Dabigatran Potentiates Gemcitabine-Induced Growth Inhibition of Pancreatic Cancer in Mice

  • Kun Shi
  • Helene Damhofer
  • Joost Daalhuisen
  • Marieke ten Brink
  • Dick J. Richel
  • C. Arnold Spek
Research Article

Abstract

Pancreatic cancer is one of the most lethal solid malignancies, with few treatment options. We have recently shown that expression of protease activated receptor (PAR)-1 in the tumor microenvironment drives the progression and induces the chemoresistance of pancreatic cancer. As thrombin is the prototypical PAR-1 agonist, here we address the effects of the direct thrombin inhibitor dabigatran on pancreatic cancer growth and drug resistance in an orthotropic pancreatic cancer model. We show that dabigatran treatment did not affect primary tumor growth, whereas it significantly increased tumor dissemination throughout the peritoneal cavity.
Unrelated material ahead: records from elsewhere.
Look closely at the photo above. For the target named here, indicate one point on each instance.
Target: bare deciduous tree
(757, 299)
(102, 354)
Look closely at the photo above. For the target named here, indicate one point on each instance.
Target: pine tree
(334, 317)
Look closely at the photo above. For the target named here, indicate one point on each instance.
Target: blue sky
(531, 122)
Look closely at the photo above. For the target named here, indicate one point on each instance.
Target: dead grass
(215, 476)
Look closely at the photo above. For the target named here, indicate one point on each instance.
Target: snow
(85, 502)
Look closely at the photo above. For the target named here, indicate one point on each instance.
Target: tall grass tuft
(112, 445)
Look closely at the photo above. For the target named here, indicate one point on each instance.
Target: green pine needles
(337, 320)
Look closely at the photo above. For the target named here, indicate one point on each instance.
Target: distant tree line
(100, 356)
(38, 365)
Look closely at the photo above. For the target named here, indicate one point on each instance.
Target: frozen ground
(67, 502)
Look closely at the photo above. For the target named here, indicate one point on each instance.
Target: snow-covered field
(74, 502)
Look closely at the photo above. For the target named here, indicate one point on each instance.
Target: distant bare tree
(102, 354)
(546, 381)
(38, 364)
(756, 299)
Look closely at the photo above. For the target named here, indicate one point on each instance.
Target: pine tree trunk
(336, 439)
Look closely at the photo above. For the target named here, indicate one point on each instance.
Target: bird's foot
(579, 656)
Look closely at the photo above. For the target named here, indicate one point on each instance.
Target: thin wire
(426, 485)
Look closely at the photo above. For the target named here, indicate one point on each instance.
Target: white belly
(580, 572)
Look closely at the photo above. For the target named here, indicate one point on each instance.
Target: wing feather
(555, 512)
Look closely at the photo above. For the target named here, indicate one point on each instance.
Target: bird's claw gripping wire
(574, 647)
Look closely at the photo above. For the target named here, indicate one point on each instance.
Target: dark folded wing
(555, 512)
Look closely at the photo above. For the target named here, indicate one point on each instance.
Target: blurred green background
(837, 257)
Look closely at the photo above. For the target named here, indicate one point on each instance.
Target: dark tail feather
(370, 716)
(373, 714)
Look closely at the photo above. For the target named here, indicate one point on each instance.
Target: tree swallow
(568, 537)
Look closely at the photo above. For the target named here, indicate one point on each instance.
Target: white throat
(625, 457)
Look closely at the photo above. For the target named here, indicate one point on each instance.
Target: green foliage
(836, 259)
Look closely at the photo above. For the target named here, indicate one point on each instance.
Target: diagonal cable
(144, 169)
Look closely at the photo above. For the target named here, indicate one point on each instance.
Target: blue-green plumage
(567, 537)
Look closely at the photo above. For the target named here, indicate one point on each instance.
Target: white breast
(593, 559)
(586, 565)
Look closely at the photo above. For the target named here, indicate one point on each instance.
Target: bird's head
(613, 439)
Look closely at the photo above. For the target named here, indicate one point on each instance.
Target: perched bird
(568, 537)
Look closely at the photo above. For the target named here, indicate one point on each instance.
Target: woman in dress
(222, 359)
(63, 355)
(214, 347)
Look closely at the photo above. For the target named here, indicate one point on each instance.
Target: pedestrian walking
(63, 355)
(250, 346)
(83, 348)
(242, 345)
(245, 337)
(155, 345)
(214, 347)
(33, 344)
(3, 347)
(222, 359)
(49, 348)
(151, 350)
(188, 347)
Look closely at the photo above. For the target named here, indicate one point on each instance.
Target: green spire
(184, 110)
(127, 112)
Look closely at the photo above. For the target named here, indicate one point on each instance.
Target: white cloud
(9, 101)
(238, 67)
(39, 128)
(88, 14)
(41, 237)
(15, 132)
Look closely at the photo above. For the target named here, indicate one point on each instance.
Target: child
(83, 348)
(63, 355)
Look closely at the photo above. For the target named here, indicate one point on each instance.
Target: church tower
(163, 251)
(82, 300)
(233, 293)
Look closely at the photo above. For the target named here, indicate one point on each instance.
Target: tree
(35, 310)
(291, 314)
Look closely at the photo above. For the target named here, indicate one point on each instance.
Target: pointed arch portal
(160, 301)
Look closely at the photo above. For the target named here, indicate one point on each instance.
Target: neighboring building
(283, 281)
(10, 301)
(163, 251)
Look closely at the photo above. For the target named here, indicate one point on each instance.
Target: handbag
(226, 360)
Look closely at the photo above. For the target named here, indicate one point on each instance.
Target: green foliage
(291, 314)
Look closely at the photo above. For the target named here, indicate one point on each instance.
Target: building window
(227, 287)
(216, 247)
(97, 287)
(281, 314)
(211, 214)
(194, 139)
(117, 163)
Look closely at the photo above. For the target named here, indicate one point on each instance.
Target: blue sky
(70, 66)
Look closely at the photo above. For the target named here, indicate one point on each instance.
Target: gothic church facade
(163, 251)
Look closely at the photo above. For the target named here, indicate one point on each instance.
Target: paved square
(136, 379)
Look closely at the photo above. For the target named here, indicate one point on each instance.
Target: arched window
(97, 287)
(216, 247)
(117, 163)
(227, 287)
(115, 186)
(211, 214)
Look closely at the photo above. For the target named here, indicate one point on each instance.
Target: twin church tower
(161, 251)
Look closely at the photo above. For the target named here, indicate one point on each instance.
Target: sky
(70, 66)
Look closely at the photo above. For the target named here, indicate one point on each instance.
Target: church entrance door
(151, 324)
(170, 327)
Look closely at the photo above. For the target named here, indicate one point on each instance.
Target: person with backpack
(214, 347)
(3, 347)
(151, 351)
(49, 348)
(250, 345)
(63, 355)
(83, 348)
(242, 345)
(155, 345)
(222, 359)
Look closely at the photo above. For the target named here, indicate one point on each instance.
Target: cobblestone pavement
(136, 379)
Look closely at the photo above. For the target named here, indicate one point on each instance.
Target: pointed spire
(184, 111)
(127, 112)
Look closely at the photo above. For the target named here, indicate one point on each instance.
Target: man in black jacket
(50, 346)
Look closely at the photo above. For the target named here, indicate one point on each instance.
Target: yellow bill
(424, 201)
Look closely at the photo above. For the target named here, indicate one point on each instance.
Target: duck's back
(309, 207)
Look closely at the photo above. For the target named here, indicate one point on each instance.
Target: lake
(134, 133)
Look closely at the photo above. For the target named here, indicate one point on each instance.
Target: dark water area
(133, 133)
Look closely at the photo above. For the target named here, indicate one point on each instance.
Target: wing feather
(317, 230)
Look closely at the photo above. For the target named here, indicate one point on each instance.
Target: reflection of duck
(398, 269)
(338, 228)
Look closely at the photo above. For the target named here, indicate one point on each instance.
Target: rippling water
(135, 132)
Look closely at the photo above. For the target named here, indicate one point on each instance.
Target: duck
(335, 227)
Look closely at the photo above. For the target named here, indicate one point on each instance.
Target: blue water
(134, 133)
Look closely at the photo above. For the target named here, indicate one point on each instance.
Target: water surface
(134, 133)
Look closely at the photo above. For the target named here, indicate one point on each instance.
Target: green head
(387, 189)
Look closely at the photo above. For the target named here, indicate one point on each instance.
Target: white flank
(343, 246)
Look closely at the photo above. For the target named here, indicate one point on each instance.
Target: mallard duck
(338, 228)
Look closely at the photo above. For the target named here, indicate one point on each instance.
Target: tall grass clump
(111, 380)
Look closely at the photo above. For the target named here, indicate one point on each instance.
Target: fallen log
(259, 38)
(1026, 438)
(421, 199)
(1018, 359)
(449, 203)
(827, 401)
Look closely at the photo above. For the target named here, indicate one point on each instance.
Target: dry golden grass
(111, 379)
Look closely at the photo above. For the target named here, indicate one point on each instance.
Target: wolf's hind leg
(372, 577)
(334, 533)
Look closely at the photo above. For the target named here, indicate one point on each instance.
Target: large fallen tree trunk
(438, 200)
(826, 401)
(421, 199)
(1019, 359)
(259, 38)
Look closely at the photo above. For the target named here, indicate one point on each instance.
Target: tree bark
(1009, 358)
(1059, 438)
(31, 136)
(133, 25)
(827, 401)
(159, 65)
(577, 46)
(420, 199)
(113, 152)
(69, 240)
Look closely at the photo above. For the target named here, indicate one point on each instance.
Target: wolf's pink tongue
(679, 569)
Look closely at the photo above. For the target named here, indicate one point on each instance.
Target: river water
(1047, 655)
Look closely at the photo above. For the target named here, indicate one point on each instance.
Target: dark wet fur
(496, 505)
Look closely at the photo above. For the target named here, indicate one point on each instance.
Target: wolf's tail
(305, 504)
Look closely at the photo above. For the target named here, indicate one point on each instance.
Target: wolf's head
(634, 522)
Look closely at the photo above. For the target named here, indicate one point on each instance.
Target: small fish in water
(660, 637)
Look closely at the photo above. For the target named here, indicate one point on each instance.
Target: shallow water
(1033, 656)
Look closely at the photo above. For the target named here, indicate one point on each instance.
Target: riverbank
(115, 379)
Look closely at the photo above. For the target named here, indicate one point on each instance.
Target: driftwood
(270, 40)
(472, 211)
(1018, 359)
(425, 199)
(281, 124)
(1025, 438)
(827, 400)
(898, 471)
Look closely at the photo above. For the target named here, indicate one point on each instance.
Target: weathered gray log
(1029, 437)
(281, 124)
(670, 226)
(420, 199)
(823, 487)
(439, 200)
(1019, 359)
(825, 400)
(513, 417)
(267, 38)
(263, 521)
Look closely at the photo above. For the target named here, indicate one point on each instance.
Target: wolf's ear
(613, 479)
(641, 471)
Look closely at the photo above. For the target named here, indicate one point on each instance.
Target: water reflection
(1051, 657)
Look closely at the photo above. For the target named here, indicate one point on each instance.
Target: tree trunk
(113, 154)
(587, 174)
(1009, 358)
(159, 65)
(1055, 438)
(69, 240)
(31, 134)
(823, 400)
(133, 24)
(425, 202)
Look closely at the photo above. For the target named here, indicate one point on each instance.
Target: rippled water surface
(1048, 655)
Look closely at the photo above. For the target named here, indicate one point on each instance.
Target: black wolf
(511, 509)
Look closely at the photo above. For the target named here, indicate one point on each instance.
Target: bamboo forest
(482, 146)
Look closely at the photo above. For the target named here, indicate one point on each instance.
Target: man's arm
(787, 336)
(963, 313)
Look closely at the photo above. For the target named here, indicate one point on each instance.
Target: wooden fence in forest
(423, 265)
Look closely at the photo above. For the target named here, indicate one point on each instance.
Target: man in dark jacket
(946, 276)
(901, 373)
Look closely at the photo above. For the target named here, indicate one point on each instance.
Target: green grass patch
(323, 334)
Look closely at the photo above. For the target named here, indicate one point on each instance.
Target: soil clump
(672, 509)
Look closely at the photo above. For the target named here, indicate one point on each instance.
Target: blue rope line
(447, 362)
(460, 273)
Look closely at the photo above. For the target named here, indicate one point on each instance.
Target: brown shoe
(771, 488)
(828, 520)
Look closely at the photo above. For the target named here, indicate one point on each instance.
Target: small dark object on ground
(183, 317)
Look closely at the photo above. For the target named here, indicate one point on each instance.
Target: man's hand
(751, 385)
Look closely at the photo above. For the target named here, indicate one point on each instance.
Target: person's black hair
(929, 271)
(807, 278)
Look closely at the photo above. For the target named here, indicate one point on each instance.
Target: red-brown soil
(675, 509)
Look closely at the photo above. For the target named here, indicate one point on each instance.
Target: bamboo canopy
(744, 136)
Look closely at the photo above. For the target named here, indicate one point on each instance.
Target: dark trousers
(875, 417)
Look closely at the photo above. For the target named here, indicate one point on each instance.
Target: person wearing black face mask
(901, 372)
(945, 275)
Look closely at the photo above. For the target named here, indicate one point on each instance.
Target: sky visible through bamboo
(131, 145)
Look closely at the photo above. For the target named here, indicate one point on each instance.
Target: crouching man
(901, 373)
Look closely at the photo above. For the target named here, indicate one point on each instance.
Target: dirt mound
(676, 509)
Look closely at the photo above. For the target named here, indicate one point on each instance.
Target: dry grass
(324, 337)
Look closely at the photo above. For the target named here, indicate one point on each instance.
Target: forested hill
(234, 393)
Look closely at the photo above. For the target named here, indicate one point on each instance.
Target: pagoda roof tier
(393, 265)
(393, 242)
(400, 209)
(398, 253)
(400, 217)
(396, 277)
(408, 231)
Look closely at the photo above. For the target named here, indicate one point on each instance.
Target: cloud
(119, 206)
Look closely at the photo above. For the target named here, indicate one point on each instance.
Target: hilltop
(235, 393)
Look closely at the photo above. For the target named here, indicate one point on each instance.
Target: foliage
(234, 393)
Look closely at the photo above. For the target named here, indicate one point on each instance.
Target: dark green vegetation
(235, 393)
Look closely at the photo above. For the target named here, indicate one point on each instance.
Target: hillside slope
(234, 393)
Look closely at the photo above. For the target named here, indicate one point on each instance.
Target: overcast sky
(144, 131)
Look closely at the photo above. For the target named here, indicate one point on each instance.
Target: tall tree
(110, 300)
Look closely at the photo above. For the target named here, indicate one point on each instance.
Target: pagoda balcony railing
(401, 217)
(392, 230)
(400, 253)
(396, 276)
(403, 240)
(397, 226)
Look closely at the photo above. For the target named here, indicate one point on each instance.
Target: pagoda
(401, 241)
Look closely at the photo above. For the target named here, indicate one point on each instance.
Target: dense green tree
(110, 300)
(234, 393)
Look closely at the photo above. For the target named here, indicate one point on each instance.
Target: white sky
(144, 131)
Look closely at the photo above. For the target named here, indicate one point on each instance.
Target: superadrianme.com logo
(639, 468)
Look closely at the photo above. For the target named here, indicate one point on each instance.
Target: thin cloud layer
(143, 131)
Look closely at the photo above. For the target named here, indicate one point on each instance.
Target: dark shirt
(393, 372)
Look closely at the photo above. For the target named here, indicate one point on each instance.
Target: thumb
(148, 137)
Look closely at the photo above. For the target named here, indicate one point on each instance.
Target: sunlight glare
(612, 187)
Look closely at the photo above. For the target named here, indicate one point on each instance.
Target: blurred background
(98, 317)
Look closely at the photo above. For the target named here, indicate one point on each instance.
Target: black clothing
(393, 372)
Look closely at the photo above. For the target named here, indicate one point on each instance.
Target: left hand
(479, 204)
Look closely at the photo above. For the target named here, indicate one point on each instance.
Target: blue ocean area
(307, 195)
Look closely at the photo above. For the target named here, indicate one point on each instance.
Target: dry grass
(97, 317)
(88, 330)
Increased dissemination was accompanied by intratumoral bleeding and increased numbers of aberrant and/or collapsed blood vessels in the primary tumors. In combination with gemcitabine, dabigatran treatment limited primary tumor growth, did not induce bleeding complications and prevented tumor cell dissemination. Dabigatran was, however, not as efficient as genetic ablation of PAR-1 in our previous study, suggesting that thrombin is not the main PAR-1 agonist in the setting of pancreatic cancer. Overall, we show that dabigatran potentiates gemcitabine-induced growth inhibition of pancreatic cancer but does not affect primary tumor growth when used as monotherapy.

Notes

Acknowledgments

Dabigatran was kindly provided by Dr. Ashley Goss from the CardioMetabolic Disease Research department of Boehringer Ingelheim Pharmaceuticals. This study is supported by grants from the Dutch Cancer Foundation (2009–4324 and 2014–6782).

Supplementary material

10020_2017_2301013_MOESM1_ESM.pdf (109 kb)
Supplementary material, approximately 108 KB.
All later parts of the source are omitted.